Por Graciana Castelli

Tiene casi 80 años y cambia pistolas, revólveres y escopetas por dinero en la ventana de su casa. Además consigue ropa y comida
que distribuye en los barrios más pobres de La Plata. El RENAR la
acusa de tenencia ilegal de armas y destrucción de pruebas.

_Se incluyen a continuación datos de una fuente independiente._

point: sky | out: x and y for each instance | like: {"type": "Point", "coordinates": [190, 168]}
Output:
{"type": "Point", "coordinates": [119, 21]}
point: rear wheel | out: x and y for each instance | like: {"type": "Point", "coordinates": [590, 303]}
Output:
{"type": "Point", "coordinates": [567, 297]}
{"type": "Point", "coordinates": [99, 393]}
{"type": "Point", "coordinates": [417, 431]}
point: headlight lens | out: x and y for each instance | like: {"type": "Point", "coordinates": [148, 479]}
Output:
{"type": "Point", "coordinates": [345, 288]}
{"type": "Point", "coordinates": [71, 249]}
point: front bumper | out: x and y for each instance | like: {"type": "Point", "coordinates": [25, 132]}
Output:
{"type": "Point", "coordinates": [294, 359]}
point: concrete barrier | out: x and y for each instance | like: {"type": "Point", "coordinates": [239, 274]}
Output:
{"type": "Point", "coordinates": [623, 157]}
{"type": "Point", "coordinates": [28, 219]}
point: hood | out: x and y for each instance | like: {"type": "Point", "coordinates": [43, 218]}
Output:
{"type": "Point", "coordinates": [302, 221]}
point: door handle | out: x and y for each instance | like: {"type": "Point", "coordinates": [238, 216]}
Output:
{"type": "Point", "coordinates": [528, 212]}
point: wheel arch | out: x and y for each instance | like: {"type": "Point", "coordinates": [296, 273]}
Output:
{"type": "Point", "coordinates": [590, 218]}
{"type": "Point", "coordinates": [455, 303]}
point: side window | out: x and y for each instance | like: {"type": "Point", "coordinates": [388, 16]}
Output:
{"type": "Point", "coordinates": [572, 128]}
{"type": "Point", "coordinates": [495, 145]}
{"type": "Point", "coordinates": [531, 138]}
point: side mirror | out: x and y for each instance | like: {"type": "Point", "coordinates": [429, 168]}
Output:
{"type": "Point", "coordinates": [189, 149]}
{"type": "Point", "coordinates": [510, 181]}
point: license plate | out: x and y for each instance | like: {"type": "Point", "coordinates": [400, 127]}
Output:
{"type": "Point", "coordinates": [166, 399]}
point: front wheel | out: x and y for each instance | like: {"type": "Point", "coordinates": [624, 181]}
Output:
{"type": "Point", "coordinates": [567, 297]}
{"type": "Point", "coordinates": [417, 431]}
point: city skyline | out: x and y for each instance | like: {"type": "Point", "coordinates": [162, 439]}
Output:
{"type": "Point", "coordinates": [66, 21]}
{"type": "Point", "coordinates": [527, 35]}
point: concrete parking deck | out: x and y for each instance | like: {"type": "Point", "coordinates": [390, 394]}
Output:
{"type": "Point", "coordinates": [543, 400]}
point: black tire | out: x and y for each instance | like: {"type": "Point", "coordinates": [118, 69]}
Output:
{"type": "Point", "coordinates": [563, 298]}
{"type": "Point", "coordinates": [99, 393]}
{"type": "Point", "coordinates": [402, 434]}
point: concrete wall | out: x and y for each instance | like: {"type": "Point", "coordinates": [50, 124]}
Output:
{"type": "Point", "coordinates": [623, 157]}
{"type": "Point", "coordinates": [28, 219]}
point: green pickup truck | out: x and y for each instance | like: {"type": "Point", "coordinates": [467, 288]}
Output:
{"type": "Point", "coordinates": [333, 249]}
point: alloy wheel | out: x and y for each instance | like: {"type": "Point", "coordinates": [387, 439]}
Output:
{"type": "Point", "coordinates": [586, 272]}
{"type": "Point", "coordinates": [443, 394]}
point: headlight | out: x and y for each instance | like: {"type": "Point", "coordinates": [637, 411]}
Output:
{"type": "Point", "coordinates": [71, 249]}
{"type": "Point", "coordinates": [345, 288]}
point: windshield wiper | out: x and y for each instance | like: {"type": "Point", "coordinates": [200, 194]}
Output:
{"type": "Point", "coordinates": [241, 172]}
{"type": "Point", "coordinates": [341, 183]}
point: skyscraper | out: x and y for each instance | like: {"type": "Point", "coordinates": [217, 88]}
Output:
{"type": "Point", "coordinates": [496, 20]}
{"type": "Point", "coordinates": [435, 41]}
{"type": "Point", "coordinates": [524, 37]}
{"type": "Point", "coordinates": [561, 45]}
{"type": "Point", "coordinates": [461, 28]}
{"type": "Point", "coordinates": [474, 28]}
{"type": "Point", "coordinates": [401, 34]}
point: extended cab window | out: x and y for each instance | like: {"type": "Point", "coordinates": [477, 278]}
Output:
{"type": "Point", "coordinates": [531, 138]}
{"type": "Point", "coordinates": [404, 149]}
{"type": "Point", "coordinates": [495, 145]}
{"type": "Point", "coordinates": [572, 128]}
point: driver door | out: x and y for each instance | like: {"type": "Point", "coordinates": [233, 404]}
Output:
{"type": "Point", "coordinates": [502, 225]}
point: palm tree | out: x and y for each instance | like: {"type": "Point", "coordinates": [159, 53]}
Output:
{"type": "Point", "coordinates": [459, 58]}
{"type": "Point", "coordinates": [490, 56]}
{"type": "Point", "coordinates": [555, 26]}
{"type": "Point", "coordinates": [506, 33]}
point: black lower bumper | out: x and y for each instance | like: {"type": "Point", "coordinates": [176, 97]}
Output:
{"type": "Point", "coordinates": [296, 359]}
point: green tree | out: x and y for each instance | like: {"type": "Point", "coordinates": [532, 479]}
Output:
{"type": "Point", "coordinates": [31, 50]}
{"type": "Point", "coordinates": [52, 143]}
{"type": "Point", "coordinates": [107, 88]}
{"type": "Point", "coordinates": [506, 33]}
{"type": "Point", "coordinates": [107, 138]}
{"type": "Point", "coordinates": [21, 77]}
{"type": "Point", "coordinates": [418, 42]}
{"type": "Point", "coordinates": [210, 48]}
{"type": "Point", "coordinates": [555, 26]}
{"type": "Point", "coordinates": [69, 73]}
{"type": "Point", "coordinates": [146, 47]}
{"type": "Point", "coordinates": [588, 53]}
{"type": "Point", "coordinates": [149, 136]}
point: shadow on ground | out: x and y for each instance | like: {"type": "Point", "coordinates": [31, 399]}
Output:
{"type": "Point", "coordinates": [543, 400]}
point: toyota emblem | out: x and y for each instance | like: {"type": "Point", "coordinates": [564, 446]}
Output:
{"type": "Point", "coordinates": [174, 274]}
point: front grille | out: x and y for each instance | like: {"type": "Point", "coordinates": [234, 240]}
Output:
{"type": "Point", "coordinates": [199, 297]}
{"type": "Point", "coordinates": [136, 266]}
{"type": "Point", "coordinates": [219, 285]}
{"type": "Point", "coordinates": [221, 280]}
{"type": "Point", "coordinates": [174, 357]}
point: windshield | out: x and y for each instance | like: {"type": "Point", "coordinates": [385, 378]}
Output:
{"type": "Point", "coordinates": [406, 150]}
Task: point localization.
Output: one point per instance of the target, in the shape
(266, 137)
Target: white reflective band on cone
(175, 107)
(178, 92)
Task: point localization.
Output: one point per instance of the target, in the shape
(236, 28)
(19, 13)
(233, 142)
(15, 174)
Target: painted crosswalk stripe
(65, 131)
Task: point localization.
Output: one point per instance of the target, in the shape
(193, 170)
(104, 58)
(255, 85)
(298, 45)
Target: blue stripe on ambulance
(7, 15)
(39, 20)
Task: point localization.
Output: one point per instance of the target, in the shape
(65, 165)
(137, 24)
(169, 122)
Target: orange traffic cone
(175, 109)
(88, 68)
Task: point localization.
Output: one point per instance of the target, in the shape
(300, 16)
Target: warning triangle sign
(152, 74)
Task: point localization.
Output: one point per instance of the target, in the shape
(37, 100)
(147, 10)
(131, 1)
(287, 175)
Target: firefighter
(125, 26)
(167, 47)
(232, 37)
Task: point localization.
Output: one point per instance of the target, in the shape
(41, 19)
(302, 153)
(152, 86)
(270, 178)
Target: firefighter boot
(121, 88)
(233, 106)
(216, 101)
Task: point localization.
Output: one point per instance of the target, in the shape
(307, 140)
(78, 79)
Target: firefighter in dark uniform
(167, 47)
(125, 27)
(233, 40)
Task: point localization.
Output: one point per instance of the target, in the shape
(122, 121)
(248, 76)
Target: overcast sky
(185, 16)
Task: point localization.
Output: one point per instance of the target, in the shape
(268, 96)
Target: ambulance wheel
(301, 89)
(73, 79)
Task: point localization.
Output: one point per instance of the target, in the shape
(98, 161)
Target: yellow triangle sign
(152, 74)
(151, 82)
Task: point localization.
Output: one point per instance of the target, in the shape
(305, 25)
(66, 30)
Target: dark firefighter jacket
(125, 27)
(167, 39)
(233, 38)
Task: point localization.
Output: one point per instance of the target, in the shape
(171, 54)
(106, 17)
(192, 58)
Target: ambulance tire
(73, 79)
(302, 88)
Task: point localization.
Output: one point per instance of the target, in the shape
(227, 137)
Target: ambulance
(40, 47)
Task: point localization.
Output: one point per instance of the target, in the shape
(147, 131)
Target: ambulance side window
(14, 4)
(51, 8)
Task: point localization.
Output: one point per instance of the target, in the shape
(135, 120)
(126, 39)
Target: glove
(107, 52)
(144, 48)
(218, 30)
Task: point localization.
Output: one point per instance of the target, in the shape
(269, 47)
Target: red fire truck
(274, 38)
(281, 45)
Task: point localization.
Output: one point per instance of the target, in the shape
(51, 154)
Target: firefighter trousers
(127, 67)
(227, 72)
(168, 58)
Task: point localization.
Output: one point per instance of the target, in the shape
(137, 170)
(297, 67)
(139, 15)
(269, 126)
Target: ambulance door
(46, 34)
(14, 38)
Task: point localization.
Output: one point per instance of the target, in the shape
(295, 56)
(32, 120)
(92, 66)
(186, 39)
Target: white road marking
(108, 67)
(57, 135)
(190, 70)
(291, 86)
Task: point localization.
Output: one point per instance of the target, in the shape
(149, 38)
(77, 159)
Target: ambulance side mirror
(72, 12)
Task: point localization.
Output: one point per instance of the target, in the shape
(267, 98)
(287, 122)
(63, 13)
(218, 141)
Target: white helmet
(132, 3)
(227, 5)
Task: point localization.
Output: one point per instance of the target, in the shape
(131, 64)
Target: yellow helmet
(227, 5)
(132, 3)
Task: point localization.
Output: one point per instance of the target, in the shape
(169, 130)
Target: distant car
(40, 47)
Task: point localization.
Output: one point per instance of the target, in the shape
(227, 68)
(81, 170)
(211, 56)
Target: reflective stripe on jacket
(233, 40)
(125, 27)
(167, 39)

Una tarde cualquiera, varias mujeres que trabajaban en el comedor de una villa de La Plata le comentaron a Lidia Ortiz que en el lugar siempre había tiroteos que le impedían a la gente caminar tranquila por la calle y que, además, las ambulancias no ingresaban porque era peligroso. Entonces ella, como quien se dispone a cambiar una lamparita quemada para devolver la luz, les dijo: “Bueno chicas, vamos a tener que sacar las armas”. Pensó que en total juntaría 30 o 40, sin embargo, asegura que jóvenes de entre 15 y 25 años ya le entregaron más de 800 ¿Cómo lo hizo? Comenzó a cambiarlas por dinero. El precio: de 100 a 150 pesos, pero llegó a pagar hasta 350, “era un pistola robada a la policía y la tenía un chico de 14 años totalmente drogado”, explica. En los barrios la bautizaron la abuela de las armas.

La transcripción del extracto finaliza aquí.